At first, I understood this as insufficient memory. I later realized that the problem was neither that the new model was not smart enough nor that the old model had remembered too little. The previous work had simply failed to become a history that could be handed over.
Memory Is Not History
Almost every AI product today talks about memory. That matters.
Memory lets an assistant remember your name, your preferences, the context of your project, and your last conversation. It reduces repetition and helps the current assistant understand you.
History answers a different set of questions: Why was this decision made? What was the evidence? Who did what? Which path failed? What was ultimately delivered?
Memory serves the assistant in front of us. History serves the work that must continue after the assistant changes.
A model’s memory can be updated, compressed, or lost with the model itself. History must exist outside the model so that someone who was not present can still read the material.
In “The Bitter Lesson”, Richard Sutton looks back over decades of AI research and reaches a difficult conclusion: in the long run, general methods that can keep making use of more computation tend to outperform clever techniques built around human knowledge.
At the scale of machine learning, that lesson matters. But if we extend the timescale to decades, I would add one more: do not let experience disappear inside the model; let it settle into a history that others can read.
This is not an argument against learning. Learning changes the actor. History changes the starting point of whoever comes next.
History Does Not Mean Keeping Everything
History is not a tape recorder, nor is it an AI summary that merely sounds complete.

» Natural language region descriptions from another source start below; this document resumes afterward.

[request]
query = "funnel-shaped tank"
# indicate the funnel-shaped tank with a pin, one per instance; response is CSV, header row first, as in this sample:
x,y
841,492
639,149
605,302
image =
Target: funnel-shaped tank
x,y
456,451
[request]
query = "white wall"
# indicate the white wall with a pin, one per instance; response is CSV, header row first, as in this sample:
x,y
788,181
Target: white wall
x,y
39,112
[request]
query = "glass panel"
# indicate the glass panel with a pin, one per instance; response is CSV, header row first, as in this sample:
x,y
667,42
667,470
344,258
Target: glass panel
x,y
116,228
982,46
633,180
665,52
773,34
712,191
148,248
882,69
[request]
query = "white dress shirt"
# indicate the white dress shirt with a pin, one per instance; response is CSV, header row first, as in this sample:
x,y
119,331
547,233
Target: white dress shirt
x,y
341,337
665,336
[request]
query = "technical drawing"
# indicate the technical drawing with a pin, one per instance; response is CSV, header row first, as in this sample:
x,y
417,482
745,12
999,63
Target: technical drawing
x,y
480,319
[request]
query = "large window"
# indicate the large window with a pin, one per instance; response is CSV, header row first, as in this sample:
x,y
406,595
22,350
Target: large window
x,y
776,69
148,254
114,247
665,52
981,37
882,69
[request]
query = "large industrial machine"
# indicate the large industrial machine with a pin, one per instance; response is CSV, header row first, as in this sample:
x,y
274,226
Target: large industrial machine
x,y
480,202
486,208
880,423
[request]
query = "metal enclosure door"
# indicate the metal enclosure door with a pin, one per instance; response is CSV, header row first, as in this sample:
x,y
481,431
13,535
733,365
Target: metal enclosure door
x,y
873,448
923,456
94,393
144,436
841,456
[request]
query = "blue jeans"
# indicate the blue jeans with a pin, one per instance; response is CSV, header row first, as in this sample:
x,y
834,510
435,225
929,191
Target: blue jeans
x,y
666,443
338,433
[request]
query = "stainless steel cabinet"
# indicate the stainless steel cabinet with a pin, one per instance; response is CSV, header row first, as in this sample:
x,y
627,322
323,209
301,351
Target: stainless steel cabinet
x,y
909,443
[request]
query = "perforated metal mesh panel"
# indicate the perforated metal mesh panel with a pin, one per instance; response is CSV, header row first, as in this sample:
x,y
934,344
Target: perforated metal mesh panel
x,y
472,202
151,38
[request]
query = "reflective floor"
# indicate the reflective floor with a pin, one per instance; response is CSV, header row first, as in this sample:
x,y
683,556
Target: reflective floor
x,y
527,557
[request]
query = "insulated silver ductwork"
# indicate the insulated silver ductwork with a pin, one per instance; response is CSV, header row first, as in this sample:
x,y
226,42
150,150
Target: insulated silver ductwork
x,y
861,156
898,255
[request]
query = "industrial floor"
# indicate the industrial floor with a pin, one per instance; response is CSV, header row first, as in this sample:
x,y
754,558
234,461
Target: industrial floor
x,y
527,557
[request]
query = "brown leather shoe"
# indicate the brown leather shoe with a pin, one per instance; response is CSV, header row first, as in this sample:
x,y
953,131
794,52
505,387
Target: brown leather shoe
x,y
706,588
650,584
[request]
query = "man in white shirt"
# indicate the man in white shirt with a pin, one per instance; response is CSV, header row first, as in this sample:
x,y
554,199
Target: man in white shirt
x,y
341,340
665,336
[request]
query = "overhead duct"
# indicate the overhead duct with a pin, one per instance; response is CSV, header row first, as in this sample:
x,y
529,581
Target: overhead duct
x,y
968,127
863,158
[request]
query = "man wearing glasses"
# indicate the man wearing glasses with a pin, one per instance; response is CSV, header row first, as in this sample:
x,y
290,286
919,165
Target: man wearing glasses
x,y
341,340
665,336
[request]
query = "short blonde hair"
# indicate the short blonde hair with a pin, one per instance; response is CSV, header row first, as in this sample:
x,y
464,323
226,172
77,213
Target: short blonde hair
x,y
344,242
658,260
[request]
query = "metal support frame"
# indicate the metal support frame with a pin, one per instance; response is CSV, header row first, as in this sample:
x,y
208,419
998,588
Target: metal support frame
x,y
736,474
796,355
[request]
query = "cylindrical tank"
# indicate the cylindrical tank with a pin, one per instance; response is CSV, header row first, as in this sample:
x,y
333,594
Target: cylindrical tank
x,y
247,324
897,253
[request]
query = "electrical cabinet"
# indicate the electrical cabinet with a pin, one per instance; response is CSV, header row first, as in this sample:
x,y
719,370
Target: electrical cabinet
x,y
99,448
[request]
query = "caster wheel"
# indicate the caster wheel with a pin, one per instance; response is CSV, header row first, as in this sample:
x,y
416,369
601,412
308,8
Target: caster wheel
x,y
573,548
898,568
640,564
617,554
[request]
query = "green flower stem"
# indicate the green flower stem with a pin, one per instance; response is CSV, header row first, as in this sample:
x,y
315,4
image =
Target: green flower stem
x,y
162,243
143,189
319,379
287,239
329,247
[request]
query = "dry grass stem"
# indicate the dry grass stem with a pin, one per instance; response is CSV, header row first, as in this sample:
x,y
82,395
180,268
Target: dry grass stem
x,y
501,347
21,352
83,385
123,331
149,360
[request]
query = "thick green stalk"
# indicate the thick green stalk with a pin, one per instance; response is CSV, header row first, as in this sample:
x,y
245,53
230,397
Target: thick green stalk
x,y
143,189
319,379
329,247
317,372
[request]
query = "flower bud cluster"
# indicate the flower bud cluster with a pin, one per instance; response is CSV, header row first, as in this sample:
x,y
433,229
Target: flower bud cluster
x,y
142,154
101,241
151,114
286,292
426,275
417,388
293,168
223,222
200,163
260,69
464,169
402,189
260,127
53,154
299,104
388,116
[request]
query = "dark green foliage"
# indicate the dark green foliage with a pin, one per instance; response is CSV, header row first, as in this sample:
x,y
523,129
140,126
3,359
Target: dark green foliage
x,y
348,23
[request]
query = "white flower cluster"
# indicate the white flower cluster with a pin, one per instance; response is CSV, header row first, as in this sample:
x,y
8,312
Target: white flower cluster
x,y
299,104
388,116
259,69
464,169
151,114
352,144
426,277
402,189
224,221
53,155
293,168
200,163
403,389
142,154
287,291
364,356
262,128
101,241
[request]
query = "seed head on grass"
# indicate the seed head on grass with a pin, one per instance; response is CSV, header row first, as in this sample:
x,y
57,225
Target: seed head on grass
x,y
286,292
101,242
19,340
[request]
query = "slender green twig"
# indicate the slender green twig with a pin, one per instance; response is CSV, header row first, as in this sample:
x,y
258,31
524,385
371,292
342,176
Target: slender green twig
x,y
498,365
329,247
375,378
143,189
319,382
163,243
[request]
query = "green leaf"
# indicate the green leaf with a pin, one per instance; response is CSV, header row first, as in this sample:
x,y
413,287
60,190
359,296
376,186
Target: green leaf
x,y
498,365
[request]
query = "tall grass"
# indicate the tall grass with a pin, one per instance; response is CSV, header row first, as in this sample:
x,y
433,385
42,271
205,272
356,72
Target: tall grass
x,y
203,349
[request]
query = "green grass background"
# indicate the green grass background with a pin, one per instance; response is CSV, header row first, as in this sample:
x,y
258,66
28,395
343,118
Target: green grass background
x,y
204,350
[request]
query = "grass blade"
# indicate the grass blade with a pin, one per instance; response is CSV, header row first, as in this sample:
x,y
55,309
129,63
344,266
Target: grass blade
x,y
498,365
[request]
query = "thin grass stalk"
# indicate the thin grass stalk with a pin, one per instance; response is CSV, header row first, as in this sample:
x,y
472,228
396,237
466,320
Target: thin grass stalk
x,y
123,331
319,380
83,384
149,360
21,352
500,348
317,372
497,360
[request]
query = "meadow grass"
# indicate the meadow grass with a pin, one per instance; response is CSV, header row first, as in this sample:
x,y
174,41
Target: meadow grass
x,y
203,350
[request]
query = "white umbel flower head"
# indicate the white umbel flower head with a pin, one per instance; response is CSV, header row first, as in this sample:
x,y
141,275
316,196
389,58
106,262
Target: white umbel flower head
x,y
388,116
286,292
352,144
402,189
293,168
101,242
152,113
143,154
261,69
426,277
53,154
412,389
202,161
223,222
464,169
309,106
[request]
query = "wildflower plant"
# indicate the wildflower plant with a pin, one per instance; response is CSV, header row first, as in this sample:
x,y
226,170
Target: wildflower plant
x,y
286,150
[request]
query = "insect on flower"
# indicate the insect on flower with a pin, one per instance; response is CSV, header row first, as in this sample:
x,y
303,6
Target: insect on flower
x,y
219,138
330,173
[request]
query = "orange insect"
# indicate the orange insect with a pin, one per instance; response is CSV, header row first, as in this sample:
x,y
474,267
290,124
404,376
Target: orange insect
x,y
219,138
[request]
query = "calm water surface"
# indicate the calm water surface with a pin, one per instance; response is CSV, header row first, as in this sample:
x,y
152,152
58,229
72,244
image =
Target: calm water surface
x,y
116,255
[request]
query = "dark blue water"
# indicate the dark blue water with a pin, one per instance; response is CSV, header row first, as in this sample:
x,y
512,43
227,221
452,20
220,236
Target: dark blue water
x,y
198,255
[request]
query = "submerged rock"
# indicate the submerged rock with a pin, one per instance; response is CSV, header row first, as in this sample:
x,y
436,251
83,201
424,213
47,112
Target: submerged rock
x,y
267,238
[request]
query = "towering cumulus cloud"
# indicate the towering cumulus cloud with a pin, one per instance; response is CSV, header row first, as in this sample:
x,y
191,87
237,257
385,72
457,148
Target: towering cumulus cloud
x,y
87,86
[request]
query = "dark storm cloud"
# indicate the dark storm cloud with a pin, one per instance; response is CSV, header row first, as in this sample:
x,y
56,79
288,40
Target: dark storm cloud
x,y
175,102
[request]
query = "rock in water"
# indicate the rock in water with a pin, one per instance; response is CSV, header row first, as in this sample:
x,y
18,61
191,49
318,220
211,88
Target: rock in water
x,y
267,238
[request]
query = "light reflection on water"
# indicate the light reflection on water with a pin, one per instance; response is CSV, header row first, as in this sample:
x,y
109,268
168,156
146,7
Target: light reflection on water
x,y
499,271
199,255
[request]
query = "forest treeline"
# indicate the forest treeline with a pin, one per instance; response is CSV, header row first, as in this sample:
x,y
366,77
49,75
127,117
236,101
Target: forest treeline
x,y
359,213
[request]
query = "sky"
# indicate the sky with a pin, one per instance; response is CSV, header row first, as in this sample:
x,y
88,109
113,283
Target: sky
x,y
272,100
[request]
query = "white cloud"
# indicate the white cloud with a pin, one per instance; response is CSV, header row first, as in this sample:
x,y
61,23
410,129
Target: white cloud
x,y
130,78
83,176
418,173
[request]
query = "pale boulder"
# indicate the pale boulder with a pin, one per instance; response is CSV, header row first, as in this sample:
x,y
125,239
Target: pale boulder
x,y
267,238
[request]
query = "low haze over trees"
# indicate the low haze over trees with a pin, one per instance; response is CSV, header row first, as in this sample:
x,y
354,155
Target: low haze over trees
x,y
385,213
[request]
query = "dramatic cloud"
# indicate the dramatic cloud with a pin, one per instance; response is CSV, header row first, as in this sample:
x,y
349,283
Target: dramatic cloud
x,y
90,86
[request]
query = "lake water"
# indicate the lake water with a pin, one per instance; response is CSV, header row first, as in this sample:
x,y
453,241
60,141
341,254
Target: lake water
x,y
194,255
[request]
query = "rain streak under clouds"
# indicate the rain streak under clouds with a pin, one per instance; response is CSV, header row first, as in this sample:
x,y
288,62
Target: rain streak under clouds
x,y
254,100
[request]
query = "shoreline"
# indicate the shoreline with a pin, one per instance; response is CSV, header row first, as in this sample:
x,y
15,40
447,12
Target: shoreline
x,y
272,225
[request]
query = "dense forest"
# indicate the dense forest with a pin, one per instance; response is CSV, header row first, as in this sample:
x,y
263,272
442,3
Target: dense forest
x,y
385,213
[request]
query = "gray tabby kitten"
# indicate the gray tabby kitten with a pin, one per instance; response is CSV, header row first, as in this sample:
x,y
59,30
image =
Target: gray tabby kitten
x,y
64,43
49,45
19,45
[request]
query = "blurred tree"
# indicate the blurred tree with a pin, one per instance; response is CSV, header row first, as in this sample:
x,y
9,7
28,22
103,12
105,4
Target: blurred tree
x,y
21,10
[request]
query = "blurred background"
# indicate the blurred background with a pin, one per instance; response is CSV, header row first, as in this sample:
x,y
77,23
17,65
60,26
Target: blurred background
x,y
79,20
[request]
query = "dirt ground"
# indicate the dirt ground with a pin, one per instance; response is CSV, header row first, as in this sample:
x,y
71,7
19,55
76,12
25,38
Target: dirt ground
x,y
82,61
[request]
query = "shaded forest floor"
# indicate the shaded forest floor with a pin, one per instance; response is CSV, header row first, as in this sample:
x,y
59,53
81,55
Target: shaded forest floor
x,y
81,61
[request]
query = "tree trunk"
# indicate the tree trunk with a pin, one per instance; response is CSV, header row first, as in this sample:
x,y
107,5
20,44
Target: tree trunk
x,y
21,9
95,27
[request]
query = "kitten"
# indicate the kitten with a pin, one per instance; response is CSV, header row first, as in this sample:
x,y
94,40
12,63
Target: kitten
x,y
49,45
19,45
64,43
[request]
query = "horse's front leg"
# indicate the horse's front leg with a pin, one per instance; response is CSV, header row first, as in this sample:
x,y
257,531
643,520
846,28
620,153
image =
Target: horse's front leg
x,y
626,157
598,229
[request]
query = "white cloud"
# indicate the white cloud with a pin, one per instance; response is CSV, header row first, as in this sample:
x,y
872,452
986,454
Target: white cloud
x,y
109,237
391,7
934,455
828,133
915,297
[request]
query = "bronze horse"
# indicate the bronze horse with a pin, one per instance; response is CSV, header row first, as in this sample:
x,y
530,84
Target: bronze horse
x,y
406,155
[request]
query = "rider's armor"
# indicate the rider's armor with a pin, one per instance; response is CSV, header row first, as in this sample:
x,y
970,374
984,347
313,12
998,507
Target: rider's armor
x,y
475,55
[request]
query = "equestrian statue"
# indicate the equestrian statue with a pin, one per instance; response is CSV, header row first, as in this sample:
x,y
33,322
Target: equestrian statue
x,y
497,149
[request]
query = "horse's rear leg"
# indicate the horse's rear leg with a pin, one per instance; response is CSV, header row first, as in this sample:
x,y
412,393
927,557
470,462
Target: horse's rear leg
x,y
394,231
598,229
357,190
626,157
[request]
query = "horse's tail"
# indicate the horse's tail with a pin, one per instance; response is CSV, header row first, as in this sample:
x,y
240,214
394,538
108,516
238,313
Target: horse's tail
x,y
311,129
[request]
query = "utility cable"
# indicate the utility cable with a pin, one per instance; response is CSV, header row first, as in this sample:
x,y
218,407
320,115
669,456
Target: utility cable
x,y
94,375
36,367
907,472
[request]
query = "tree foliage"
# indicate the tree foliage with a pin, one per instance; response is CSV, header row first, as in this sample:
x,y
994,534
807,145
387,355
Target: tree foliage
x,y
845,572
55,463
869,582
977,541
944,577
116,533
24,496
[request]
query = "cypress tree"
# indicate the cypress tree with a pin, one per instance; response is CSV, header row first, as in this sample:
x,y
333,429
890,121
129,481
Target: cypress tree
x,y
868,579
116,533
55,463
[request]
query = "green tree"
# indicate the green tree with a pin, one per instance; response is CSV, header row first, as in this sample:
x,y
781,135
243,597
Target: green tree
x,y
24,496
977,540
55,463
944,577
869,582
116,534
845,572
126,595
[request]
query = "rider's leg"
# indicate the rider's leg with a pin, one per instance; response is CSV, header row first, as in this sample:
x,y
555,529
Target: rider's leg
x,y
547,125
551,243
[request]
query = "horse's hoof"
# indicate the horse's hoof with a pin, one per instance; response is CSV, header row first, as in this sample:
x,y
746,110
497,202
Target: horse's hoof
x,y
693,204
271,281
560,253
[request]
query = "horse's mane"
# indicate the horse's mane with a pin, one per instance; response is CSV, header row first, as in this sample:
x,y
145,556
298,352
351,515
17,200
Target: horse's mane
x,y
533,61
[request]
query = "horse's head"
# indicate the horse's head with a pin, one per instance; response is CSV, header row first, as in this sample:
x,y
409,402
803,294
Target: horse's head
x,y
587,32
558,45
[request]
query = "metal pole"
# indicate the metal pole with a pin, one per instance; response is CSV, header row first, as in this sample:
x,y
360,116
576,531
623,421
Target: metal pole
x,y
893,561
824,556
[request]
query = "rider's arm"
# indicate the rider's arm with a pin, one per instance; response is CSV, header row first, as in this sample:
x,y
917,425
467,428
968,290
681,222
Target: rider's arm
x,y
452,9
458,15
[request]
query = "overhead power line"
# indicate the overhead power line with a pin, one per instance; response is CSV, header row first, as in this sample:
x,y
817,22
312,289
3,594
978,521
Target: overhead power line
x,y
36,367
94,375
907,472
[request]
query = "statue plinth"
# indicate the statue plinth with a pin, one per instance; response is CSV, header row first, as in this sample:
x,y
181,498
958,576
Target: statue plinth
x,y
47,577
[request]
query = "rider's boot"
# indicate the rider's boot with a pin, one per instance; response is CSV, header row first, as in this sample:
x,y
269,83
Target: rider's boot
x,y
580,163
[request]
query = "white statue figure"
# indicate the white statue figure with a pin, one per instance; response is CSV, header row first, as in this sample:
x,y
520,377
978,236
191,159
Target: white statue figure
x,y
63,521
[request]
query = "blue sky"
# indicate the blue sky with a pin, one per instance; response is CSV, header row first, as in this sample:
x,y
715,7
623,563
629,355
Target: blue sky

Not every conversation deserves to be preserved, and not every log belongs in the long-term record. What is worth keeping is what the person intended to do, who did what, which evidence changed the judgment, why a decision was made or abandoned, and what was finally delivered.
AI can help organize, connect, and retrieve this material. It cannot rewrite facts to make the story smoother, nor can it decide on a person’s behalf what deserves to endure.
History needs evidence. People need to retain the final say.
Could an Agent Have the Abilities of a Historian?
This is where Agotalk enters the story.
What we did first was not complicated. At the start of a task, write down the person’s intent. While the work is happening, leave behind the division of responsibility, important actions, evidence, and decisions. If the task is interrupted, record where it stopped, what risks remain, and where to continue. When the work ends, return both the deliverable and the path that led to it to files a person can open directly.
Whoever comes next reads those files before continuing. The next assistant may use the same model, or a completely different one.
This is why we insist that File is Truth. Facts that need to endure cannot live only inside a model, a conversation that will disappear, or the invisible backend of a particular product. Files belong to the user. They can be read, moved, and reinterpreted.
Later, someone gave this idea a name: Historical Agent. The phrase helped me see that the point was not to make one assistant increasingly intelligent. It was to make the work it participated in increasingly rich—and inheritable by whoever came next.
We did not build a separate AI whose job is to write history. Agotalk remains an assistant: the model understands and acts, files carry the experience worth inheriting, and the person keeps the final judgment.
Nor should it bind people to an approval at every step. Ordinary work belongs to the assistant. When a real choice is required, the facts, options, and evidence return to the person.
I do not want users to remain dependent on Agotalk simply because their own history is locked inside it. If better models, better assistants, or better systems arrive, they should be able to read these files and continue unfinished work.
Agotalk may disappear. The user’s continuity must not disappear with it.
Civilization does not move forward automatically because smarter people keep appearing. It moves forward because those who come later can continue from the records of those who came before.
Agotalk is only an attempt to bring that old practice back into the age of AI.